"The public type <<classname>> must be defined in its own file" error in Eclipse [duplicate]

I have written the following code:

package staticshow;


public class StaticDemo {
  static int a = 3;
  static int b = 4;

  static {
    System.out.println("Voila! Static block put into action");
  }

  static void show() {
    System.out.println("a= " + a);
    System.out.println("b= " + b);
  }
}

public class StaticDemoShow {
  public static void main() {
    StaticDemo.show(); 
  }
}

I am getting the error message:

The public type StaticDemo must be defined in its own file

error in the very first line public class StaticDemo {. Why is it happening and how can I resolve it? Note that my project name is StaticDemoShow, package name is staticshow and class names are as given in the code.

EDIT- After making just one class public or both the classes default, I am getting the error "Selection does not contain a main type". Now what should I do?


Solution 1:

If .java file contains top level (not nested) public class, it has to have the same name as that public class. So if you have class like public class A{...} it needs to be placed in A.java file. Because of that we can't have two public classes in one .java file.

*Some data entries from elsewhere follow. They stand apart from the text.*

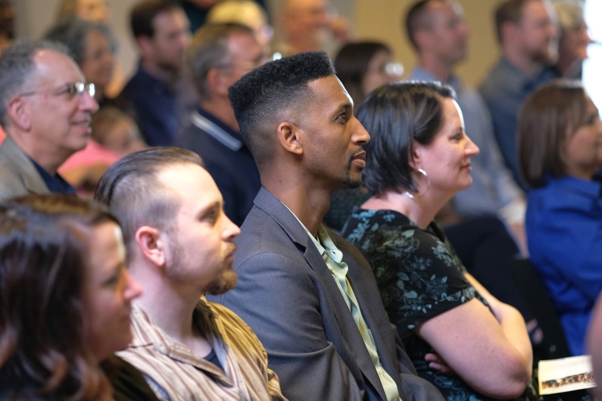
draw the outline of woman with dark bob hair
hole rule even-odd
[[[100,204],[56,195],[0,203],[0,399],[156,399],[113,355],[131,340],[130,302],[141,294],[125,258]]]
[[[525,228],[569,349],[583,338],[602,290],[602,198],[592,179],[602,167],[602,122],[578,81],[557,79],[535,90],[519,112],[518,158],[531,186]]]
[[[405,82],[366,98],[357,117],[371,136],[362,182],[371,197],[343,234],[370,261],[421,377],[448,400],[529,399],[533,355],[522,316],[466,271],[433,221],[472,183],[479,153],[454,96]]]

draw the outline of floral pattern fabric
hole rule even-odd
[[[465,268],[436,224],[423,229],[393,210],[356,208],[342,233],[370,262],[385,308],[418,375],[450,401],[493,399],[458,376],[429,368],[424,356],[430,346],[412,331],[475,297],[487,305],[464,277]],[[532,387],[527,390],[530,396],[518,399],[538,399]]]

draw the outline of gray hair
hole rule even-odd
[[[33,58],[37,52],[45,49],[70,57],[64,45],[48,40],[18,40],[0,54],[0,124],[5,129],[8,124],[8,102],[23,91],[36,76]]]
[[[199,28],[187,51],[188,67],[200,98],[208,100],[211,96],[207,84],[207,74],[211,69],[226,68],[232,62],[228,53],[228,38],[235,34],[255,37],[253,30],[236,22],[209,23]]]
[[[46,32],[45,38],[64,43],[69,49],[73,60],[81,66],[85,58],[86,40],[90,32],[101,32],[109,43],[111,52],[117,48],[115,39],[107,25],[95,23],[76,17],[67,18],[59,21]]]

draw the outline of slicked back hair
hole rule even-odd
[[[41,50],[51,50],[70,57],[61,43],[48,40],[19,40],[0,54],[0,124],[8,124],[8,102],[23,92],[33,90],[37,74],[34,56]]]
[[[558,79],[531,93],[518,112],[517,145],[523,179],[533,188],[566,175],[563,148],[585,123],[588,96],[579,81]]]
[[[258,167],[273,156],[282,113],[302,110],[313,94],[309,82],[334,75],[326,53],[307,52],[265,64],[230,87],[228,97],[238,127]]]
[[[443,123],[441,100],[455,97],[450,87],[417,81],[389,84],[368,96],[356,116],[370,133],[362,182],[371,194],[418,190],[409,164],[414,142],[433,141]]]
[[[175,147],[157,147],[130,153],[113,164],[101,177],[95,199],[109,207],[122,224],[130,255],[136,230],[143,225],[169,231],[181,205],[158,179],[163,169],[190,164],[204,167],[194,152]]]

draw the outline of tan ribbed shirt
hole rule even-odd
[[[197,304],[193,323],[224,371],[167,335],[140,307],[132,310],[134,340],[119,357],[135,366],[157,396],[171,401],[285,400],[267,354],[251,328],[228,308]]]

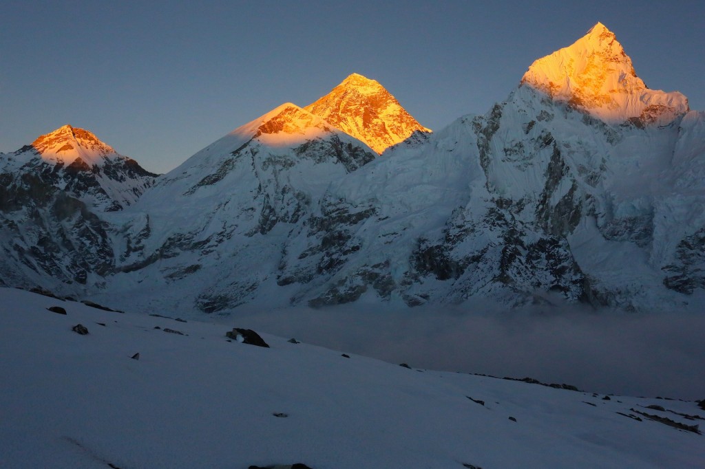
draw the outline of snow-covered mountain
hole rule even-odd
[[[412,134],[431,132],[378,82],[357,73],[304,108],[362,140],[379,154]]]
[[[312,223],[333,181],[375,156],[283,104],[197,153],[131,208],[108,289],[147,289],[152,301],[160,292],[205,312],[268,296],[262,287],[276,282],[287,239]]]
[[[269,346],[255,346],[226,337],[233,325],[246,327],[0,289],[0,466],[655,469],[705,460],[703,403],[407,368],[264,334]]]
[[[689,111],[680,93],[647,88],[601,23],[571,46],[534,62],[522,84],[611,124],[665,125]]]
[[[104,218],[134,204],[156,176],[70,125],[0,155],[0,284],[100,282],[113,264]]]
[[[704,121],[680,93],[646,88],[600,23],[485,115],[433,134],[352,75],[102,215],[98,246],[111,254],[83,294],[207,313],[553,295],[677,309],[705,295]],[[379,158],[350,136],[402,134]]]

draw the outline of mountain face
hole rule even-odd
[[[667,124],[689,111],[680,93],[647,88],[601,23],[572,45],[534,62],[522,84],[609,123]]]
[[[79,276],[83,294],[142,311],[556,296],[649,310],[705,299],[705,114],[646,88],[602,25],[534,62],[484,115],[407,129],[375,158],[348,133],[406,127],[380,104],[390,96],[351,75],[305,108],[284,104],[125,209],[87,225],[81,212],[87,231],[49,243],[51,258],[85,249],[101,267],[82,268],[94,274]],[[18,263],[45,255],[35,237],[13,248]],[[35,270],[63,278],[56,268]]]
[[[283,104],[197,153],[130,208],[111,287],[147,287],[205,312],[266,296],[286,239],[326,223],[317,211],[328,187],[375,156]]]
[[[156,175],[70,125],[0,156],[0,283],[101,282],[114,263],[106,214],[134,204]]]
[[[381,154],[415,132],[430,132],[416,121],[382,85],[357,73],[309,104],[318,115]]]

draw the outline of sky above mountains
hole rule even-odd
[[[695,1],[28,1],[0,11],[0,152],[70,123],[163,173],[352,73],[439,130],[486,112],[535,59],[598,21],[648,87],[705,109],[705,4]]]

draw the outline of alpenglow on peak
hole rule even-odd
[[[305,108],[379,154],[415,132],[431,132],[376,80],[358,73]]]
[[[663,124],[689,111],[687,99],[678,92],[644,85],[601,23],[570,46],[535,61],[522,78],[524,85],[610,123],[637,118]]]

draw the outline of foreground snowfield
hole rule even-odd
[[[694,468],[705,461],[705,436],[637,414],[697,425],[702,420],[679,415],[705,417],[694,402],[607,401],[345,358],[261,334],[271,346],[264,349],[228,342],[230,327],[222,325],[106,311],[18,289],[0,289],[0,305],[2,468]],[[46,309],[53,306],[68,314]],[[78,323],[90,334],[72,332]],[[136,353],[140,359],[131,360]]]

If having two public classes would be allowed then, and lets say aside from public A class file would also contain public class B{} it would require from A.java file to be also named as B.java but files can't have two (or more) names (at least in all systems on which Java can be run).

So assuming your code is placed in StaticDemoShow.java file you have two options:

  1. If you want to have other class in same file make them non-public (lack of visibility modifier will represent default/package-private visibility)

     class StaticDemo { // It can no longer public
    
         static int a = 3;
         static int b = 4;
    
         static {
             System.out.println("Voila! Static block put into action");
         }
    
         static void show() {
             System.out.println("a= " + a);
             System.out.println("b= " + b);
         }
    
     }
    
     public class StaticDemoShow { // Only one top level public class in same .java file
         public static void main() {
             StaticDemo.show();
         }
     }
    
  2. Move all public classes to their own .java files. So in your case you would need to split it into two files:

    • StaticDemo.java

        public class StaticDemo { // Note: same name as name of file
      
            static int a = 3;
            static int b = 4;
      
            static {
                System.out.println("Voila! Static block put into action");
            }
      
            static void show() {
                System.out.println("a= " + a);
                System.out.println("b= " + b);
            }
      
        }
      
    • StaticDemoShow.java

        public class StaticDemoShow { 
            public static void main() {
                StaticDemo.show();
            }
        }
      

Solution 2:

Cant have two public classes in same file

   public class StaticDemo{

Change to

   class StaticDemo{

Solution 3:

Java rule : One public class in one file.